The #77 Grove connects Willow Lawn to the Science Museum Pulse Station via Grove and Libbie Avenues. Anecdotally, the old #16 Grove bus was a popular commuter route, connecting folks living in the Near West End to jobs downtown with a one-seat ride, and, in the other direction, providing convenient access to jobs (and classes) at the University of Richmond. Those trips are less convenient now and require a transfer to the Pulse or, in the case of UR, a long, uncomfortable walk.


  • Replace the #77 with a route #5A (see map below). This would extend at least one of the #5 buses west, past Carytown, to cover today’s existing #77 route. This would recreate the one-seat ride to downtown that riders of the old #16 Grove bus lost in the recent bus network redesign, while also opening up a one-seat ride from downtown to the shops at Three Chopt and Patterson. With proper timing, the #5A could provide seamless connections to the #19, making trips further west easier, and possibly saving GRTC money in the long run, too!
  • As with the #18, the City and County should improve sidewalks and pedestrian infrastructure along the western part of this route—especially to encourage walking to and from UR’s campus.

#76 Patterson

  • Average weekly ridership: 429
  • Average weekly ridership per revenue service hour: 5.14
  • Route map

The #76 Patterson connects parts of the Museum District and the Near West End to Willow Lawn in the west and the Science Museum Pulse Station in the east. With nearly no bus service south of Broad Street in the Near West End, the #76 serves as a life-line route to get folks living in this lowish-density, mostly-residential part of town to better, more-frequent bus service while also providing access to homecare jobs. Honestly, this is a great example of a coverage route that most likely won’t serve a huge number of riders but saves a bunch of folks what could be a ½ mile walk to their nearest bus stop.


  • Implement improvements to the #77 Grove, see what folks think, and learn from those changes.
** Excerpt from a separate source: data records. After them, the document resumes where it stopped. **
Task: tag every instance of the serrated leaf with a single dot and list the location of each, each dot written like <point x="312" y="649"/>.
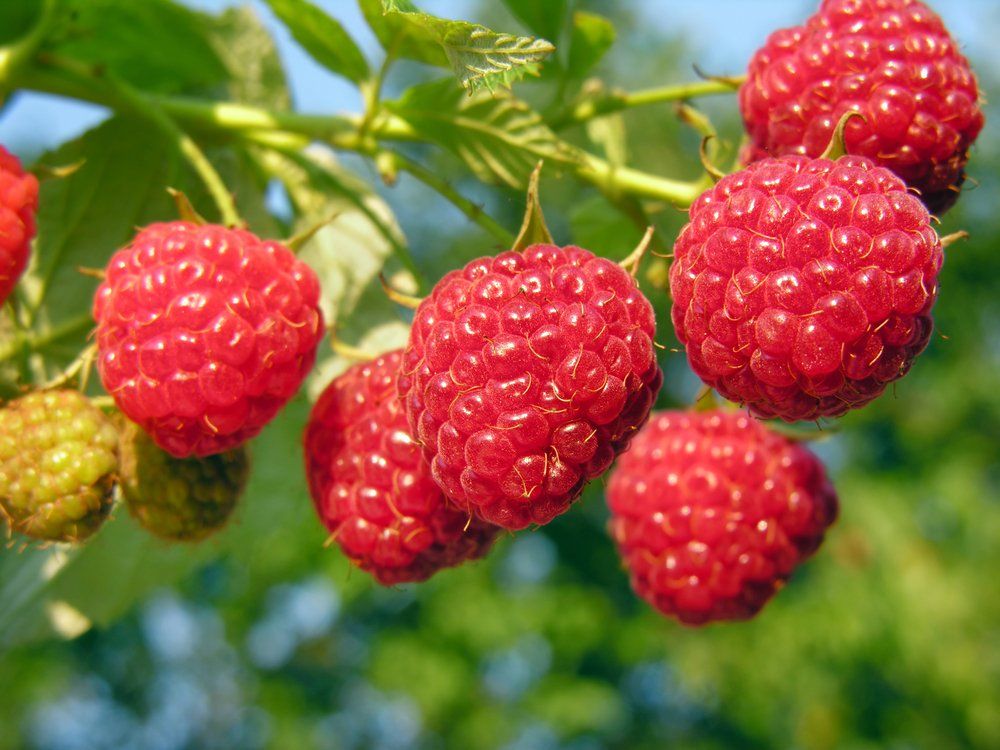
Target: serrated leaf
<point x="480" y="58"/>
<point x="546" y="18"/>
<point x="322" y="37"/>
<point x="156" y="45"/>
<point x="591" y="37"/>
<point x="256" y="75"/>
<point x="499" y="137"/>
<point x="402" y="35"/>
Possible options include a similar interlining with the #5, merging it with the #76 while upping the frequency of the combined route, or leaving it as is.
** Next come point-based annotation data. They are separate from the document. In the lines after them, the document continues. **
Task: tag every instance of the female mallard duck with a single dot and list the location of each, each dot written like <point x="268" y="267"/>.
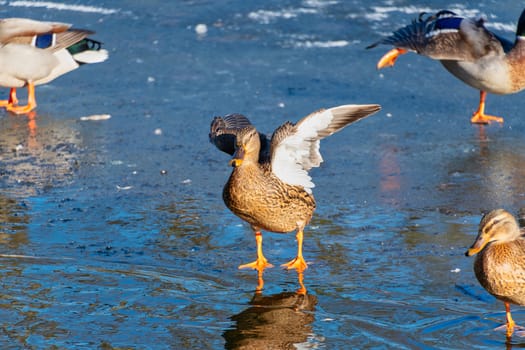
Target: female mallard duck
<point x="34" y="53"/>
<point x="274" y="192"/>
<point x="500" y="264"/>
<point x="468" y="50"/>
These are just a few of the ways the region could work together to make a more frequent and far-reaching bus system that’s more useful for more folks. It is not, and is not intended to be, an exhaustive list! There are many clever bus solutions out there—some more expensive than others—but most of the above recommendations come directly from the region’s Transit Vision Plan. We have a blueprint for a truly regional system (which even has a little bit of rare regional buy-in), and all that’s left is to start putting the pieces together.